These are key points from the course I took recently on Build great solutions with the Microsoft Azure Well-Architected Framework. I think these points are applicable no matter which cloud provider you use. This will be a 5-part series on cost, operations, performance, reliability and security considerations in architecturing cloud applications.

Here are the links to the other parts:

This is Part 3: Performance and below are the key points to ensure your cloud architecture is performing at its best thus providing users with the best experience.

Use scaling up and scaling out in your architecture

Scaling resources allows your application to meet demands in times of increased load and provides you cost savings during off peak times.
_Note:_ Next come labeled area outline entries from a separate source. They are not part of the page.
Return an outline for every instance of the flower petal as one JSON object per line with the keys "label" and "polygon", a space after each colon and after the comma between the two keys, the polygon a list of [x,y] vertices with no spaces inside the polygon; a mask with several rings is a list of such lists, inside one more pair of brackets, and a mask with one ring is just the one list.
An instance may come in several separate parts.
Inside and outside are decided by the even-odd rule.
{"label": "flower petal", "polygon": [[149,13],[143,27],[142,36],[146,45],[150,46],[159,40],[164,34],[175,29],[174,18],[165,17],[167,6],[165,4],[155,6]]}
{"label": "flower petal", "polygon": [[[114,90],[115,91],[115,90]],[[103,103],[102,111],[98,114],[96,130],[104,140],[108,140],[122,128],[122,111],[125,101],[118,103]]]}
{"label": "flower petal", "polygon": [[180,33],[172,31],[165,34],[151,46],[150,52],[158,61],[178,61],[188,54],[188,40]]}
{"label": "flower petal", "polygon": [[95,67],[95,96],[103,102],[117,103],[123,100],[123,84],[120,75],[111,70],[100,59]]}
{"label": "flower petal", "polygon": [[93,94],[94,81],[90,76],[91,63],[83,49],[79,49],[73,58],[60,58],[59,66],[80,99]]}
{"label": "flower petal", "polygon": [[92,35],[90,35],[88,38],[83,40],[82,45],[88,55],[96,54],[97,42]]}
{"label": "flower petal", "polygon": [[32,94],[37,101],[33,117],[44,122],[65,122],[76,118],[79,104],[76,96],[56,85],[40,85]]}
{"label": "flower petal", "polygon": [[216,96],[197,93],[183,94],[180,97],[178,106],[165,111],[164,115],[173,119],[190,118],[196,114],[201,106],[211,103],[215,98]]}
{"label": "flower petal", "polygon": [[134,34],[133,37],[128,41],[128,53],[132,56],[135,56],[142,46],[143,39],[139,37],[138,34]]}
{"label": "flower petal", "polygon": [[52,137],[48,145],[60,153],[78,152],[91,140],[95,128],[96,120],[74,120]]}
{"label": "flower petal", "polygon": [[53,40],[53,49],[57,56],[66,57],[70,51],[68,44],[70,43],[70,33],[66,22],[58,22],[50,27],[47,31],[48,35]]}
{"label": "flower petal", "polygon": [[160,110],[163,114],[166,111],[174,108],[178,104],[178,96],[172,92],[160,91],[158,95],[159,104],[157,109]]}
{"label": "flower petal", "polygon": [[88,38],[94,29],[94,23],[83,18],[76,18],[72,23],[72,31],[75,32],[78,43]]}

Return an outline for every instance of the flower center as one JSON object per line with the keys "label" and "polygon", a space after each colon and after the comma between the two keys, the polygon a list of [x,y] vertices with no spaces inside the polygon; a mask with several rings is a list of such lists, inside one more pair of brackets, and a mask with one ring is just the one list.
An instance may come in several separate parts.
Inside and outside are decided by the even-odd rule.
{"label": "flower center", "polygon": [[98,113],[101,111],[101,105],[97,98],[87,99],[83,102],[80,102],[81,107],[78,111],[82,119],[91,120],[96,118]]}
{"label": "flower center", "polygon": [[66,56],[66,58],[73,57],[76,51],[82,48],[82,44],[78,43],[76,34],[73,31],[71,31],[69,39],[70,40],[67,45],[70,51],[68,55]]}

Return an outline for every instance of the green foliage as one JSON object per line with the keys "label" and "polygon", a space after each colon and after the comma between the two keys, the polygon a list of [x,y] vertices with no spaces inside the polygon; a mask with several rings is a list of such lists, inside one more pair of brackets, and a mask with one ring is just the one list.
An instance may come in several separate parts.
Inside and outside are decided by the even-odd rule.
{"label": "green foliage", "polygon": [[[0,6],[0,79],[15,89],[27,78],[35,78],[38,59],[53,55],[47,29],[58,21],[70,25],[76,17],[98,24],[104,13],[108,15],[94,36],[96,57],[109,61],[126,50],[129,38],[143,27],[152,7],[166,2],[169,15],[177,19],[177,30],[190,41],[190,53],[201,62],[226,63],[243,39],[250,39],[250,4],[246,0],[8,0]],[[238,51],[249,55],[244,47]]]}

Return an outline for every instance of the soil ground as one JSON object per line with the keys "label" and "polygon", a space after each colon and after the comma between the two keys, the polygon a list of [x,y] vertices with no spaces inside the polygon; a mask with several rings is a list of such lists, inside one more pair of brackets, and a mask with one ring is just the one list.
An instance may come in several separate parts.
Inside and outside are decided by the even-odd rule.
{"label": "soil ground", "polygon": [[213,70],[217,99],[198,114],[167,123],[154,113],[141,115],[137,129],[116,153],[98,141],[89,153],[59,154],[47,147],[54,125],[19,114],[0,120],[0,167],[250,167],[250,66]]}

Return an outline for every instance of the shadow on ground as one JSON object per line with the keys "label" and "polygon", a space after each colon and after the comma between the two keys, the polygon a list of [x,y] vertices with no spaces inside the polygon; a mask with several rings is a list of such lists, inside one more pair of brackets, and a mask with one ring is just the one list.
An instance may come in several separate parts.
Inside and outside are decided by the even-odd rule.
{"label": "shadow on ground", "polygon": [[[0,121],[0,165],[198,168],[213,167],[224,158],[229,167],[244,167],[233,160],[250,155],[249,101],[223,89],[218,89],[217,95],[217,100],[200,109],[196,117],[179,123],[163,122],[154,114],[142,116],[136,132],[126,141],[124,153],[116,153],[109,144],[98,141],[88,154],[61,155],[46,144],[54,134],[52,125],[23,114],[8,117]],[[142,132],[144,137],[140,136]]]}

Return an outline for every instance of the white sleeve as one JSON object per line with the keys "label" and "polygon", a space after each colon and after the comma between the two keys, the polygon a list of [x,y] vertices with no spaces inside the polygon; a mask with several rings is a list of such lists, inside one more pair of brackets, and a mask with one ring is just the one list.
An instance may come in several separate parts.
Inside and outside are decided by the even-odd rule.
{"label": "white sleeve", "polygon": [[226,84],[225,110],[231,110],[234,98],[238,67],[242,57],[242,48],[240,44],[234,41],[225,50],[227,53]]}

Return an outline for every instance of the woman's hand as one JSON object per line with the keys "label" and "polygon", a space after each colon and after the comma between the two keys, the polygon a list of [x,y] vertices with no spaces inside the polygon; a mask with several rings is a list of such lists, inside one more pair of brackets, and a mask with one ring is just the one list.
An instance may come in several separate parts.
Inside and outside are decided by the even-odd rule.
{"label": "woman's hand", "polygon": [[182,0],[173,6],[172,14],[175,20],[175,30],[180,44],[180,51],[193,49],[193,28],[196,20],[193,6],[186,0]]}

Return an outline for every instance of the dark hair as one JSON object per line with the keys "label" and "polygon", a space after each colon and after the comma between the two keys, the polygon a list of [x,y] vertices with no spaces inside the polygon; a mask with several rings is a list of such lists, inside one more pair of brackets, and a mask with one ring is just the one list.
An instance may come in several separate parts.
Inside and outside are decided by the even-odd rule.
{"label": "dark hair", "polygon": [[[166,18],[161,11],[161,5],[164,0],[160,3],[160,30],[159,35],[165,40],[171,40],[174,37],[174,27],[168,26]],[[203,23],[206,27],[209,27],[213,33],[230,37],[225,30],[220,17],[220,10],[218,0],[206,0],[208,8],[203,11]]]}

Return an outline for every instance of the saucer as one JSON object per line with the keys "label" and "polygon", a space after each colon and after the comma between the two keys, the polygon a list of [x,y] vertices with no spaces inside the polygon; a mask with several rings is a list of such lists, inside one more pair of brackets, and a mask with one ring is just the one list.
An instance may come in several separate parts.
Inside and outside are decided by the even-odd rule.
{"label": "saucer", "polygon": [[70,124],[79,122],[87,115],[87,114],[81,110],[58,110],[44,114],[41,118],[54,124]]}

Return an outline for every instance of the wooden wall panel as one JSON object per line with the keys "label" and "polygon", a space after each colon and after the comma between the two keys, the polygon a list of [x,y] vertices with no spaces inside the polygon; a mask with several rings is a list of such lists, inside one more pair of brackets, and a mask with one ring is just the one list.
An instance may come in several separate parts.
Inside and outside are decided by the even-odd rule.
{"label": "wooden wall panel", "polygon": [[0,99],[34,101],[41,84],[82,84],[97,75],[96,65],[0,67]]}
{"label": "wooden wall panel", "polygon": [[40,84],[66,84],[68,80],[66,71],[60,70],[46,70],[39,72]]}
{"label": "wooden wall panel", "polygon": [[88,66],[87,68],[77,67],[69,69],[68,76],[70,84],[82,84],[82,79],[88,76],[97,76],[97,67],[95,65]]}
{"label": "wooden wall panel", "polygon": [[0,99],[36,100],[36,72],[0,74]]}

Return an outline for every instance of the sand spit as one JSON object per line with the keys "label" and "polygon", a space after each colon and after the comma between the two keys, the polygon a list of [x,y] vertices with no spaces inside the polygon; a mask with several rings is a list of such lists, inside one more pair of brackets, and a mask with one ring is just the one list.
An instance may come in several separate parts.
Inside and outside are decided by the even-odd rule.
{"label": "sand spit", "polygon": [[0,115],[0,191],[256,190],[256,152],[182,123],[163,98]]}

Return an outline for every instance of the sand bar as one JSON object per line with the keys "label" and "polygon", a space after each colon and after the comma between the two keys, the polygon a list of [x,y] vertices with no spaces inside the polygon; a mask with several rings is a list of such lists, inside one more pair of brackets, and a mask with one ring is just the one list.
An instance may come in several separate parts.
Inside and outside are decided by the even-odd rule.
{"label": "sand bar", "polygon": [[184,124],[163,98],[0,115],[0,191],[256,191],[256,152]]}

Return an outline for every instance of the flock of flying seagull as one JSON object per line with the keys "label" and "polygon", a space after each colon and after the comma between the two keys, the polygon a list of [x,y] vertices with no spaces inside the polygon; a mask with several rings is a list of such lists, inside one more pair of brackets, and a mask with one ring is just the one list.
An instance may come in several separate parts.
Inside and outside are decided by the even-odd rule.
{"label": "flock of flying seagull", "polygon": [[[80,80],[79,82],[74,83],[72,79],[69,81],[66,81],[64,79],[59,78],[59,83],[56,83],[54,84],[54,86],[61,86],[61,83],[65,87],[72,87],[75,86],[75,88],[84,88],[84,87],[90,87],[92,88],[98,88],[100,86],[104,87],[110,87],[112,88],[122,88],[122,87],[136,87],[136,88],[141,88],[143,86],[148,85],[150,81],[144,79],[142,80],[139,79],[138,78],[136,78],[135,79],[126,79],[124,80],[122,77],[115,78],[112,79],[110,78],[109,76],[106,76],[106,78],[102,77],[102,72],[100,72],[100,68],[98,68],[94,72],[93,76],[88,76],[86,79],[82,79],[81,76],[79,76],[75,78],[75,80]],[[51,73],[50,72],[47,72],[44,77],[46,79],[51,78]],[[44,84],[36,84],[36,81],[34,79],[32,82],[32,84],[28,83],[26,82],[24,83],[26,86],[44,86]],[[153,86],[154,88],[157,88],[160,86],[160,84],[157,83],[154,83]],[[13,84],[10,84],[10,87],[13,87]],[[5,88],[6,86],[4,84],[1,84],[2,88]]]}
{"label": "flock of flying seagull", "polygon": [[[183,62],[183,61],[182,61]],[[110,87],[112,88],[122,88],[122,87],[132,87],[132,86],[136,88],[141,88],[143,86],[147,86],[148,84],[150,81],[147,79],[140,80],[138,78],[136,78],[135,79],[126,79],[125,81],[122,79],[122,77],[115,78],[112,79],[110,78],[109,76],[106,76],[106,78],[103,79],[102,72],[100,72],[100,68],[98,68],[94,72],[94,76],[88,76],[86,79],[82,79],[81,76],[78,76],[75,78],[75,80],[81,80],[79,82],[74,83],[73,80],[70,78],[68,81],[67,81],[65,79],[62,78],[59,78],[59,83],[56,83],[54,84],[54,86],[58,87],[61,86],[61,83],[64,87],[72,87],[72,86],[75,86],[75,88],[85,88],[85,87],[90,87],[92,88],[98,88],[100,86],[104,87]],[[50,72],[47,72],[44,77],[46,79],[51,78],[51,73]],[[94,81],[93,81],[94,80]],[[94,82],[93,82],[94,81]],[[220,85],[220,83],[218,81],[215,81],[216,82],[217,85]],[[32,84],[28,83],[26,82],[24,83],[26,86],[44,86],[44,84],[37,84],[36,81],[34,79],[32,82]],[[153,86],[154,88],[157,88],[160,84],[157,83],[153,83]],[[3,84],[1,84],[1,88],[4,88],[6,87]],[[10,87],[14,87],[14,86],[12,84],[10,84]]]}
Scaling in the cloud is usually easier than scaling on-premises and this is one of those main reasons of moving into the cloud.

Scaling up or down

  • When scaling resources for a single instance of a service, such as a virtual machine, you scale up or down

  • You increase or decrease the number of resources in a service, such as the cpu capacity, memory capacity, or storage capacity

  • Example of a cloud service that can be scaled up or down would be a virtual machine, a database service (to increase/decrease database transaction units for example), or an application service.

Scaling out or in

  • With scaling out and in, the number of instances are adjusted

  • In the infrastructure layer, you can increase and decrease the number of VM instances

  • In a database, you can employ a sharding technique that splits a large database into multiple smaller database and deployed across multiple servers

  • In an application service, if setup in an application farm, you can increase and decrease the number of VMs in the farm.

Autoscaling

If available, autoscaling allows you to scale your services automatically based on specific metrics like CPU utilization or queue length or schedule.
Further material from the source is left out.